Passing these structs+unions is still passing the string as r/w. It does
not seem too far away from passing non-const pointers and sizes.

In a sort of a project of mine, I had to implement a buffer that can be used
to store ref-counted (non-terminated) strings and binary data. I did initially
create two different types, buf_rw and buf_ro, but then scrapped that for
what I have now, a skeleton of which is shown below:

struct string {
    size_t size;
    const char *data;
};

data[i] is now marked as non-modifiable.

Passing 'const struct string *' to a function implies that the function cannot
modify (in addition to data[i]), the fields size and data, through the
passed ptr.

A function that is passed 'struct string *' can still be allowed to
inplace-modify data[i] by invoking appropriate string APIs that temporarily
casts away the constness of data[i].

The SEI CERT coding standard for C allows for an exception for such
modifications.

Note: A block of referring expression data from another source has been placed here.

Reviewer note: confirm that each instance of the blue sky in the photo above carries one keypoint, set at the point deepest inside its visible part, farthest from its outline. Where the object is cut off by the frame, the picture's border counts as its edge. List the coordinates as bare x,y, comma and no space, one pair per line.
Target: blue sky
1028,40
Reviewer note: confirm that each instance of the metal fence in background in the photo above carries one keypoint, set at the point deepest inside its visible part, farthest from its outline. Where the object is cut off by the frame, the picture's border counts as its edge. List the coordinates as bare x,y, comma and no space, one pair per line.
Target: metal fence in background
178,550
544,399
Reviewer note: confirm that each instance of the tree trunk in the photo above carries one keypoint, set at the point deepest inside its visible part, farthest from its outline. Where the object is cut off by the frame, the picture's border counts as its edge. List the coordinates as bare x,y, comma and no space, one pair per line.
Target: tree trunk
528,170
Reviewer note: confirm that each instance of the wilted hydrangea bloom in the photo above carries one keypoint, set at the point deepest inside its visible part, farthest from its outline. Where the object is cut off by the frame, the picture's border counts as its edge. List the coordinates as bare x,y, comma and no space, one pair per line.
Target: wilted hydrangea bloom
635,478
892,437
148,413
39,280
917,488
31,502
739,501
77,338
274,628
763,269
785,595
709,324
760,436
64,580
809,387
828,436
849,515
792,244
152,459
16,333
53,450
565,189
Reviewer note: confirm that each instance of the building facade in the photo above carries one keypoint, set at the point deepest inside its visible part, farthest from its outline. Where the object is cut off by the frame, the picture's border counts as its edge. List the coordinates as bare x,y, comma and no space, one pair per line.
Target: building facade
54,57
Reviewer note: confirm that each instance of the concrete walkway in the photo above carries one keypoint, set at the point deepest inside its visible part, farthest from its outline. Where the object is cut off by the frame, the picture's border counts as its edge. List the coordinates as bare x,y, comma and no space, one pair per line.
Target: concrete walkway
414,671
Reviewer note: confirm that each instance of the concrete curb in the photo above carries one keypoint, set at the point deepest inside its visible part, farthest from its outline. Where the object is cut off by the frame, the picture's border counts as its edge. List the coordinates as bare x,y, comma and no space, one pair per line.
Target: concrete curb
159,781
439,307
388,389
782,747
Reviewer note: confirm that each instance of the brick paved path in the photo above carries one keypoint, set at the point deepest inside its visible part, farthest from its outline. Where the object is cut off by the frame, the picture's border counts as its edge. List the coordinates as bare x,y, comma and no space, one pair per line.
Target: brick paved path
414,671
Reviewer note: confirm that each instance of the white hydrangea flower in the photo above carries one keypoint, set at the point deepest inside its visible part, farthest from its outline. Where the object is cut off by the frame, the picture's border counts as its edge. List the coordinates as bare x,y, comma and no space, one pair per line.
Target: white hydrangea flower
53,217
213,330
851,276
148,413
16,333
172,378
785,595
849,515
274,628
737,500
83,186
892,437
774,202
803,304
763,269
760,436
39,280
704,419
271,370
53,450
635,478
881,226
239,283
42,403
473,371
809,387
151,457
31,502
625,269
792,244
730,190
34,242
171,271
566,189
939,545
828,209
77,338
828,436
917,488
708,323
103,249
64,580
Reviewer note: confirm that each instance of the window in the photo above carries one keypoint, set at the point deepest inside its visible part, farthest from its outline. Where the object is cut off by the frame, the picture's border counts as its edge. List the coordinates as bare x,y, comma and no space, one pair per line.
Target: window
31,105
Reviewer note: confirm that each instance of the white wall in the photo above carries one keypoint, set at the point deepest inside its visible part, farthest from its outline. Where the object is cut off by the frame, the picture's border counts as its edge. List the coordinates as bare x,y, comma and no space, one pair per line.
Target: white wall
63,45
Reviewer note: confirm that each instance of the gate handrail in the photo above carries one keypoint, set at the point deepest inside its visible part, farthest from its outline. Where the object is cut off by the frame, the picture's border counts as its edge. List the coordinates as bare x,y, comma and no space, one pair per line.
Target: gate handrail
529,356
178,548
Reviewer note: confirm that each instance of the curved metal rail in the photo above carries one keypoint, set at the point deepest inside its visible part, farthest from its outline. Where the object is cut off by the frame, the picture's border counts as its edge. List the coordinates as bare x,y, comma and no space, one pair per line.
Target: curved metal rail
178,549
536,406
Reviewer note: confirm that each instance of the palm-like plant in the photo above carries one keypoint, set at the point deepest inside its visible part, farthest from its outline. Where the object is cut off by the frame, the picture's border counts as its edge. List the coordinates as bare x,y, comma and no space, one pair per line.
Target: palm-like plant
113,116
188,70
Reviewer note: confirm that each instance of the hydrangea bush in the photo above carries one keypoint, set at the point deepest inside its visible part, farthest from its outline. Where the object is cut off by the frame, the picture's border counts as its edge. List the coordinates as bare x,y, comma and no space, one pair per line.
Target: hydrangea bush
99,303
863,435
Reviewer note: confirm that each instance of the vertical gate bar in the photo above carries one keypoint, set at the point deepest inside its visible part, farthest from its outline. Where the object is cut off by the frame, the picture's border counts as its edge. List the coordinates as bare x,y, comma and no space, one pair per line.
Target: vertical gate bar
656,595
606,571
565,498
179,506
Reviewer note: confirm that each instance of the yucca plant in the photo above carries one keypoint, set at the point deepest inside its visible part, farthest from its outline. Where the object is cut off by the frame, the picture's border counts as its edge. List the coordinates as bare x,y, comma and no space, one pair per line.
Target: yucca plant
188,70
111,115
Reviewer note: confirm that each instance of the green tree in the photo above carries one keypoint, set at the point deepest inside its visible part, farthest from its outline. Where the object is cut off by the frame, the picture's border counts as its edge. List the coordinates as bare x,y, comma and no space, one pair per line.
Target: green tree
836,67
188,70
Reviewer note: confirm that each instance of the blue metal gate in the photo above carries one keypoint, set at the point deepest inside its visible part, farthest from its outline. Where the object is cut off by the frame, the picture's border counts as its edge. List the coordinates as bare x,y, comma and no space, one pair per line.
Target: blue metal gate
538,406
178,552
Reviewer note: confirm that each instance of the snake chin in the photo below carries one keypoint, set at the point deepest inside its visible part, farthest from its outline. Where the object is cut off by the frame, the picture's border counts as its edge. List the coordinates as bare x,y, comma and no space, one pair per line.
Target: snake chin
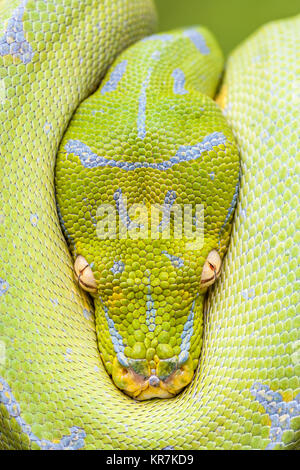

See
https://wiki.sei.cmu.edu/confluence/display/c/EXP05-C.+Do+not+cast+away+a+const+qualification#:~:text=end%20is%20undefined%20*/-,EXP05%2DC%2DEX3,-%3A%20Because%20const

Some other options:
Make use of the sparse semantic checker.

It might help to name the fields with underscores to highlight the fact that
they are internal fields.  For e.g. 'str_size__' and 'str_data__'. Any use of
these fields outside of the dedicated API functions can now be easily
traced by simple grep searches.

It might also help to create a visible type such as

struct string {
    const uintptr_t raw[2];
};

and let the API manage the translation between uintptr_t and size_t/char *.

-Amol

[1] https://wiki.sei.cmu.edu/confluence/display/c/EXP05-C.+Do+not+cast+away+a+const+qualification#:~:text=end%20is%20undefined%20*/-,EXP05%2DC%2DEX3,-%3A%20Because%20const

>
> Have a lovely day,
> Alex
>
> --
> <https://www.alejandro-colomar.es/>
> Looking for a remote C programming job at the moment.